Let $A$ be a real square matrix. Then over ${\mathbb C}$, $A$ has a unique Jordan-Chevalley decomposition $A=D+N$ with $D$ diagonalizable, $N$ nilpotent and $DN=ND$.
My question is : must $D$ and $N$ be real ?
If $A$ is already trigonalizable over $\mathbb R$, then it will also have a Jordan-Chevalley decomposition over $\mathbb R$ and by uniqueness $D$ and $N$ will be real.
I'm not sure about what happens when $A$ is not trigonalizable over $\mathbb R$ though.
In general, if $F$ is a perfect field, then the Jordan-Chevallery decomposition exists, namely for every square matrix $A$ over $F$, there's a unique semisimple matrix $D$ (namely, diagonalizable over the algebraic closure) and nilpotent matrix $N$ such that $A=D+N=N+D$. See the wiki page.
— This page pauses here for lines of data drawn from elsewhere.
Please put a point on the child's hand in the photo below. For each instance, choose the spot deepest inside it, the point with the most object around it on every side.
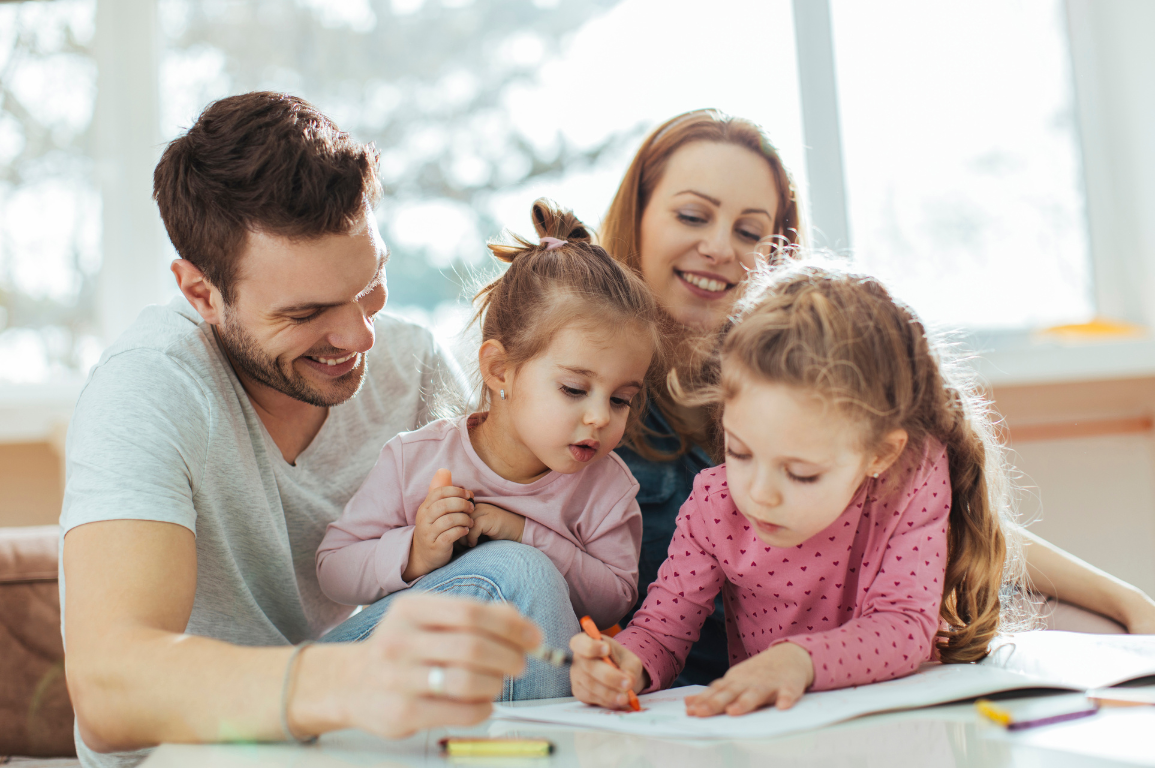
(496, 523)
(595, 681)
(441, 520)
(777, 676)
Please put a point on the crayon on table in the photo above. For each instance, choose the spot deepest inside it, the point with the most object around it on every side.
(1005, 718)
(590, 628)
(496, 747)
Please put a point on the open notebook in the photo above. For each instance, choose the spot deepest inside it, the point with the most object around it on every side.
(1028, 660)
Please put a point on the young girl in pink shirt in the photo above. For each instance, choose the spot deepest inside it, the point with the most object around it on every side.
(567, 338)
(856, 527)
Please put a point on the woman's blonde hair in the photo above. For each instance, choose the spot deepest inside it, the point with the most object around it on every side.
(550, 285)
(844, 337)
(620, 231)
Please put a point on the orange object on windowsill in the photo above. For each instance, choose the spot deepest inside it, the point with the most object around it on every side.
(1093, 330)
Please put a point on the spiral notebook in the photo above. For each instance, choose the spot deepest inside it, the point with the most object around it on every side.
(1030, 660)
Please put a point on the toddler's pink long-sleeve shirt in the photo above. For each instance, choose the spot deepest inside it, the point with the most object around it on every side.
(588, 523)
(862, 596)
I suppose that the theorem is proved if the eigenpolynomial splits in the ground field, whose proof is canonical. Suppose $A$ is a matrix over $F$, and $f$ is its eigenpolynomial. Consider the splitting field $K$ of $f$ over $F$. Since $K/F$ is normal and separable, it's (finitely) Galois, and denote $G=\operatorname{Gal}(K/F)$. Suppose $A=D+N=N+D$ is a Jordan-Chevallery decomposition of $A$ over the field $K$. We should prove that $D,N$ are in fact matrices over $F$. To prove this, note that $G$ acts naturally on the space of matrices over $K$. Take each $\sigma\in G$, we have $\sigma(A)=\sigma(D)+\sigma(N)=\sigma(N)+\sigma(D)$. Note that $\sigma(A)=A$ since $A$ is a matrix over $F$, and $\sigma(N)$ is nilpotent, therefore by uniqueness $\sigma(D)=D$ and $\sigma(N)=N$ for all $\sigma\in G$. Note that the fixed field $K^G=F$ by fixed field theorem, we have $N,D$ are matrices over $F$.